Un échange de dette en Jamaïque libère des ressources

La Jamaïque est connue pour de magnifiques plages, une riche tradition musicale, une excellente cuisine et un accueil chaleureux. Moins connu du public est le fait que la Jamaïque est un pays extrêmement endetté.

Le fardeau de la dette publique totale s'élève en effet à environ 13 milliards de dollars, équivalent à 135 % du PIB à la fin 2009. Si cette dette était répartie sur l’ensemble de la population, chaque jamaïcain aurait à payer 7.920 dollars, soit environ trois fois le revenu annuel moyen par habitant. Le pays doit 55 % de sa dette à des créanciers nationaux, et 45 % à des créanciers internationaux.

La Jamaïque a fait d’importants progrès dans ses Objectifs du Millénaire pour le Développement(OMD) : entre 1997 et 2007, elle a réduit de moitié le taux de pauvreté, qui est passé de 20 à 10 % de la population. La Jamaïque a déjà atteint la phase OMD2 en matière d'éducation primaire universelle. L'espérance de vie est de plus de 73 ans, et l'accès aux soins de santé est universel.

Néanmoins, d'importants défis subsistent. La violence et l'insécurité persistent. L'île est par ailleurs extrêmement vulnérable aux catastrophes naturelles et au changement climatique. Les ouragans Gilbert en 1988, Ivan en 2004 et Dean en 2007 ont lourdement endommagé exploitations agricoles, habitations et entreprises. Des précipitations plus irrégulières, des tempêtes tropicales plus fréquentes et une hausse du niveau des mers menacent d’exacerber encore ces problèmes au cours des prochaines années.

A retenir

  • Entre 1997 et 2007, la Jamaïque a réduit de moitié le taux de pauvreté.
  • En 2009, les remboursements d'intérêts absorbaient à eux seuls 65 % des recettes fiscales.
  • L'initiative a permis de réduire les obligations d'intérêt de plus de 500 millions de dollars en 2010.

Le montant de la dette publique limite considérablement les ressources dont dispose le gouvernement pour investir dans des programmes de réduction de la pauvreté et de développement d’infrastructures. En 2009, les remboursements d'intérêts absorbaient à eux seuls 65 % des recettes fiscales. En moyenne, au cours des 10 dernières années, le coût annuel du service de la dette a dépassé l’ensemble des recettes collectées par le gouvernement au titre des impôts et autres canaux financement.

Au cours de la récente crise économique, les exportations, le tourisme et les envois de fonds depuis l’étranger ont tous chuté simultanément. Les recettes fiscales ont naturellement suivi. La recherche d’une solution au fardeau insoutenable de la dette du gouvernement est devenue non seulement nécessaire, mais prioritaire.

Le Gouvernement de la Jamaïque a décidé de s'attaquer sérieusement à son problème de dette publique. Le PNUD lui a donc fourni des conseils stratégiques et une expertise technique, et s’est offert en tant que ressource indépendante et honnête dans les négociations difficiles entre le gouvernement et ses créanciers.
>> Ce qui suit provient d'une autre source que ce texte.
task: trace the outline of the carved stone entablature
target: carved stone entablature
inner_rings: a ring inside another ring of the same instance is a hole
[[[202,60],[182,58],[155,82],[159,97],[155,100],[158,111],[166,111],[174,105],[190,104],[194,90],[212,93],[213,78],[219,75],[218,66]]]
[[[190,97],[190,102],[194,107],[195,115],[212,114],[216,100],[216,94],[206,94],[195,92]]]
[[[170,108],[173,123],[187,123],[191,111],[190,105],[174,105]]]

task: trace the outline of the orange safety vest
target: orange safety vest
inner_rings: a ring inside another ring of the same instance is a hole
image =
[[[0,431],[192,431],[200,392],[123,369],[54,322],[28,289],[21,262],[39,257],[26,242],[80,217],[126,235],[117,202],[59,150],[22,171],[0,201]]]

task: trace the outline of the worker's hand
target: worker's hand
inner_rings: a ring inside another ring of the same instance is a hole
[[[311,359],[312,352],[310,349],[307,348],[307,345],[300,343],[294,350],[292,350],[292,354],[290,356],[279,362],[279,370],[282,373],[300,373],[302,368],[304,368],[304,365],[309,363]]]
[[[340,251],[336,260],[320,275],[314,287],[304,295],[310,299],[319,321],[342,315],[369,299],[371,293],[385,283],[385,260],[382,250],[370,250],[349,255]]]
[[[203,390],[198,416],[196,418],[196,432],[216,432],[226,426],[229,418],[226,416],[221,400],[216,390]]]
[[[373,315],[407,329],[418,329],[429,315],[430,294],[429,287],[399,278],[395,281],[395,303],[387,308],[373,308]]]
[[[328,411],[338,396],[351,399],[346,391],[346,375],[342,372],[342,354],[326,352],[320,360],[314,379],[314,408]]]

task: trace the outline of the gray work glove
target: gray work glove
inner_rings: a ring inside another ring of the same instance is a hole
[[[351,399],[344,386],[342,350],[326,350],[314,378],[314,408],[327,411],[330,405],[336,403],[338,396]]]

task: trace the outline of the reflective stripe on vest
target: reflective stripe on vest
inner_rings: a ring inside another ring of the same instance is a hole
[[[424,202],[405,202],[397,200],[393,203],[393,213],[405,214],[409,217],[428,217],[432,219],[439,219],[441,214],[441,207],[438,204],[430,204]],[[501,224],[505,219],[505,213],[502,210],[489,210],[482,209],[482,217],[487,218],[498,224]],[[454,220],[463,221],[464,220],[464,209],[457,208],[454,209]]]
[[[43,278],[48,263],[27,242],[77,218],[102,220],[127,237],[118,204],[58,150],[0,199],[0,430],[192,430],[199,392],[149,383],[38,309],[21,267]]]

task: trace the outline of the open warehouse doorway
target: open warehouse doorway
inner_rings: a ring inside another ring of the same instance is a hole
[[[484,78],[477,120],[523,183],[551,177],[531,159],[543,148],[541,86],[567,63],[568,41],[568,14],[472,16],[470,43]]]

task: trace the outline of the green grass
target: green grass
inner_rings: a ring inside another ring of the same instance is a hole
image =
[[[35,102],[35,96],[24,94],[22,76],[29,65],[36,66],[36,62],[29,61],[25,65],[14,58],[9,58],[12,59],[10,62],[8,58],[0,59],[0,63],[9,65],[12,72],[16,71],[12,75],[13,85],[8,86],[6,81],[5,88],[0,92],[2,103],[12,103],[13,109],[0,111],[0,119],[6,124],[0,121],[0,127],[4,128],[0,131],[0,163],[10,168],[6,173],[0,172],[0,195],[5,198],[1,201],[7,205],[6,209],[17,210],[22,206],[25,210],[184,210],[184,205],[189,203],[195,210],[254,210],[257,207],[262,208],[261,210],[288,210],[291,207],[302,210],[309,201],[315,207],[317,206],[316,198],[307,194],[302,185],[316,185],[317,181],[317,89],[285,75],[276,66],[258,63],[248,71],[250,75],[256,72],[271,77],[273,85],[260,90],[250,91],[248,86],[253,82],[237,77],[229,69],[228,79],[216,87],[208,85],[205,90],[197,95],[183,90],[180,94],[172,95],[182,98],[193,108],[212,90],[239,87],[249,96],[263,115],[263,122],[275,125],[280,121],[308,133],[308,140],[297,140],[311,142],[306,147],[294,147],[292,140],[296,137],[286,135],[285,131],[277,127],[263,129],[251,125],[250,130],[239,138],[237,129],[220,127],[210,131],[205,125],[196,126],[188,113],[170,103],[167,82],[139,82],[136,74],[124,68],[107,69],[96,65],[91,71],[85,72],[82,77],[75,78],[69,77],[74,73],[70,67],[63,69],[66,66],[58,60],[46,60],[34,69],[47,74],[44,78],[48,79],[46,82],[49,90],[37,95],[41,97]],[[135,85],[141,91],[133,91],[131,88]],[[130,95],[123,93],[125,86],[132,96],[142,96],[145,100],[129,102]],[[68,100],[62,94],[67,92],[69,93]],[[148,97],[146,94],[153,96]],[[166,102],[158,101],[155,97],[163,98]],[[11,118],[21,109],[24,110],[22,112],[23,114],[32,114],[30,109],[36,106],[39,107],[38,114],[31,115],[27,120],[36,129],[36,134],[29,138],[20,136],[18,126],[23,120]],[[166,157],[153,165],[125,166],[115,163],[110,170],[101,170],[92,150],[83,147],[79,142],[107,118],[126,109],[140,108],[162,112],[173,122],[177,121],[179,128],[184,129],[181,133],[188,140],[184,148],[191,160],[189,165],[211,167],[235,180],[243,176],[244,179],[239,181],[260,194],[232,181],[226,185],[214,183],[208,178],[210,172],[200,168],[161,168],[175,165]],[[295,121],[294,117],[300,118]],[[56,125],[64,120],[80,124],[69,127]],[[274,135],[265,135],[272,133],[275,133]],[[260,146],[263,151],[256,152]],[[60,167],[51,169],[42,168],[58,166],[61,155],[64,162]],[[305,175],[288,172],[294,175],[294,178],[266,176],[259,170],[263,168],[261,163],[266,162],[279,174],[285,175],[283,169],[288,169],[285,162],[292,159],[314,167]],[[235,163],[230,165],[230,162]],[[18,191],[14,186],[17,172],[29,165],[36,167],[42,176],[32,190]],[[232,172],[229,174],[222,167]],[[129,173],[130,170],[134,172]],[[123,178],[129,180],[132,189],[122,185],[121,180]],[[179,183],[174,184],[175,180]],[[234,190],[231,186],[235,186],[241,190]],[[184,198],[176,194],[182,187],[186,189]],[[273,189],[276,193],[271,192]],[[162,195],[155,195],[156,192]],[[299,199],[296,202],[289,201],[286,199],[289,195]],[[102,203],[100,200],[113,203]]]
Avec l'aide d'un expert engagé par le PNUD, une solution a rapidement été développée.

Le programme d’Échange de Dette de la Jamaïque (Jamaica Debt Exchange, JDX), a été lancé en janvier 2010. L'initiative visait à réduire le fardeau du service de la dette intérieure porté par le gouvernement central par l'échange d’instruments de dette de maturité courte à taux fixe et intérêts élevés contre des coupons de maturité plus longue et à taux réduits, mais offrant encore des taux de rendement réel positifs aux investisseurs nationaux.

Cette initiative n'a pas réduit la valeur nominale des titres détenus par les investisseurs nationaux, mais la valeur actuelle des rendements des valeurs mobilières. Une proportion impressionnante de 99 % des créanciers a accepté de participer à ce programme d'échange de dette. L'initiative a ainsi permis de réduire les obligations d'intérêt de plus de 500 millions de dollars en 2010 (soit 3,5 % du PIB).

Le gouvernement s'est engagé à redéployer les fonds libérés pour des programmes sociaux critiques, augmentant ses dépenses sociales de 25 %. Mais le travail est loin d’être achevé. Le PNUD continuera de collaborer avec le gouvernement et les organisations locales pour contrôler que le gouvernement respecte ses engagements et faire en sorte que ces fonds soient effectivement utilisés pour le développement humain et la réalisation des Objectifs du Millénaire pour le Développement.